© Florian Duboé

POND : LA SUBLIMATION PAR LE CHAOS

Par le 27 juin 2017

Les Australiens de Pond ont rencontré un réel succès avec leur sixième album baptisé « Man, It Feels Like Space Again ». De leur propre aveu, ce disque marquait un tournant dans le parcours du groupe. Plus catchy, il a su séduire un public large, contrairement aux précédents qui étaient « plus freaky, plus heavy ». Deux ans plus tard, le groupe renouvelle l’essai avec son septième album « The Weather », enregistré et produit par Kevin Parker, leader de Tame Impala et ami de longue date. Un immense bordel expérimental ultra-réjouissant entre surf, pop et glam qui colle des frissons quand on lit entre les lignes. Il est question de catastrophe nucléaire, de colonialisme forcé, de consumérisme et de « white privilege » ce qui ne les empêche pas d’imaginer un futur radieux.

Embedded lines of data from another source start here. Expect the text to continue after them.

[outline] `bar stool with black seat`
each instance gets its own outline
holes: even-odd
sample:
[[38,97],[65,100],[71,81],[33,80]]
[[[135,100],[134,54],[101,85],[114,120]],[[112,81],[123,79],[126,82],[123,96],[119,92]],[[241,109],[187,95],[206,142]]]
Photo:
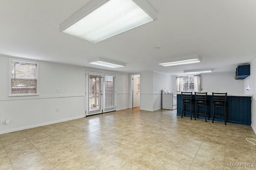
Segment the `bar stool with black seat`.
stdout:
[[[195,102],[194,100],[192,99],[192,92],[181,92],[181,96],[182,98],[182,112],[181,113],[181,118],[182,118],[183,113],[184,116],[185,115],[185,113],[190,113],[190,119],[192,119],[192,113],[193,113],[194,116],[195,112]],[[186,110],[186,106],[189,106],[190,109]],[[194,109],[192,109],[192,106],[194,106]]]
[[[196,113],[195,115],[195,120],[196,116],[198,118],[198,114],[204,114],[205,118],[205,122],[206,122],[206,115],[208,115],[208,120],[210,119],[210,107],[209,101],[207,100],[207,92],[199,93],[195,92],[195,98],[196,99]],[[201,108],[201,110],[200,108]],[[204,109],[203,109],[204,108]]]
[[[212,111],[212,123],[214,120],[214,117],[215,115],[224,116],[225,118],[225,125],[227,125],[227,106],[228,103],[227,102],[227,93],[212,93],[212,102],[213,103],[213,111]],[[223,109],[223,113],[215,113],[216,109],[219,108],[220,112],[221,112],[222,108]]]

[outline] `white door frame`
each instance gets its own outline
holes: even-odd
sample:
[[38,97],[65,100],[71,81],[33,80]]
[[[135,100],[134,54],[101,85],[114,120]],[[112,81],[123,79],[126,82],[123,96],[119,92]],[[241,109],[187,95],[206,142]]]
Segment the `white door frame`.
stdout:
[[[134,75],[140,75],[140,80],[141,79],[141,76],[140,76],[140,73],[132,73],[129,74],[129,108],[130,109],[132,108],[132,87],[133,86],[133,82],[132,80],[132,76]],[[140,86],[141,87],[141,86]],[[140,91],[141,91],[141,89],[140,89]],[[140,97],[140,103],[141,103]]]
[[[100,108],[99,111],[94,111],[88,113],[88,95],[89,95],[89,84],[88,81],[89,80],[89,74],[92,74],[98,75],[101,77],[100,78],[100,88],[101,88],[101,100],[100,100]],[[105,109],[105,76],[113,76],[114,78],[114,108]],[[93,115],[96,114],[104,113],[109,111],[114,111],[116,110],[116,76],[115,74],[108,73],[107,72],[99,72],[94,71],[86,70],[85,71],[85,117],[86,116]]]

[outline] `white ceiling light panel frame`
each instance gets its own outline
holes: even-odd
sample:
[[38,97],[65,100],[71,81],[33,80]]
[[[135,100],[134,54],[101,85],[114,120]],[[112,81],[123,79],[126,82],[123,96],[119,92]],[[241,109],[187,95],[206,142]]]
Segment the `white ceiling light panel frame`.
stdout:
[[61,23],[59,31],[96,43],[156,20],[157,14],[146,0],[92,0]]

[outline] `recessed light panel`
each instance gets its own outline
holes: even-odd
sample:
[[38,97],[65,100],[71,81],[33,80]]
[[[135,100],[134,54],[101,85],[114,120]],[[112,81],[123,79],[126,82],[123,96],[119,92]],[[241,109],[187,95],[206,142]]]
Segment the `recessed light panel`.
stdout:
[[92,64],[116,68],[126,66],[126,63],[107,59],[98,57],[88,60],[88,63]]
[[[135,2],[137,1],[139,3]],[[145,2],[145,0],[92,0],[62,23],[60,31],[96,43],[154,20],[154,18],[138,5]],[[81,15],[83,16],[79,16]],[[80,18],[76,20],[75,16]]]
[[159,61],[160,63],[158,64],[166,66],[195,63],[201,61],[202,59],[198,55],[192,55],[165,59]]

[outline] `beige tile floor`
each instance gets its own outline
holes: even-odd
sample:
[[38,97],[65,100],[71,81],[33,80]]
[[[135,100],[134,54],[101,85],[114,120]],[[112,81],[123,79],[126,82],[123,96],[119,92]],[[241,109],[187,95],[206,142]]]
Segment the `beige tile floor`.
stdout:
[[250,126],[176,111],[127,109],[1,135],[0,169],[255,169],[230,167],[256,163]]

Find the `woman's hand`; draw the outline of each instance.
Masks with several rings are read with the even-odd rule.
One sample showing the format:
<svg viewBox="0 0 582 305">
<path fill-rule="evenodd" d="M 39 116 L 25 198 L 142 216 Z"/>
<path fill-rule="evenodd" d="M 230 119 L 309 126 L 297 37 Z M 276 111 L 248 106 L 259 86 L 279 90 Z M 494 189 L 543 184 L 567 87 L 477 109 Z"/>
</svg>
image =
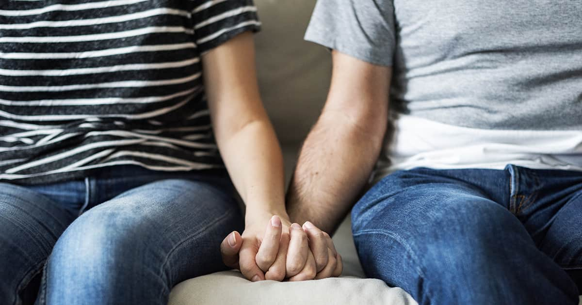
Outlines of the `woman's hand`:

On a rencontré Nick Allbrook (chanteur et guitariste) et Jamie Terry (claviériste) lors de leur dernier passage à Paris en mai dernier.

L’album s’ouvre sur « 30 000 Megatons », un titre apocalyptique qui annonce la fin du monde. Ce que vous proposez ensuite, c’est votre vision d’un monde nouveau ?

Nick : Je ne crois pas qu’il s’agisse de notre vision d’un monde nouveau. D’abord parce que nous n’avons pas la prétention de proposer une alternative ou de condamner l’ancien. On décrit simplement le monde dans lequel on vit et l’image qu’on en a. C’est grandiose et plus encore, déroutant. Nous, dans tout ça, on est juste des petits singes effrayés qui auraient grandis trop vite, pas des prophètes (sourire).

A votre avis, pourquoi court-on à notre perte ?

N : Hum, il y a tellement de facteurs aggravants comme certaines représentations toxiques de la masculinité. Cette course à qui aura la plus grosse (rires) ! Mais aussi l’évolution génétique pour satisfaire des besoins humains au-delà du rationnel comme anéantir tout ce qui nous ferait concurrence.

Jamie : C’est lié aussi à la montée de l’extrême droite partout dans le monde. Et si on ne résout pas la question du climat, la fin est inéluctable.

N : Jamie et moi, on reste optimiste. « 30 000 Megatons » n’est pas un désir profond ou une prédiction sacrée, mais cette chanson résume bien les inquiétudes de chacun. Quand tu te réveilles un matin et que tu te demandes : qu’est-ce qu’on a fait putain ?

© Florian Duboé

Vous avez regardé beaucoup de films de science-fiction pendant l’enregistrement de cet album ?

J : Pas plus que d’habitude (sourire).

N : On en a quand même vu quelques-uns dernièrement comme « Gravity » ou « Premier Contact ».

J : Les vieux films de science-fiction sont criants de vérité, ne serait-ce que dans notre rapport aux robots. Ils ont remplacé l’humain dans beaucoup de domaines.

Vous dites que la météo est très importante dans la culture australienne, notamment à Perth. A quel point cela vous influence-t- il au quotidien ou dans le travail ?

N : C’est très inconscient mais ça nous influence à tous les niveaux, tous les jours. Dans notre comportement au quotidien, notre rapport avec les gens, notre façon de penser, notre humeur en général. C’est la liberté de pouvoir sortir dehors quand bon te semble.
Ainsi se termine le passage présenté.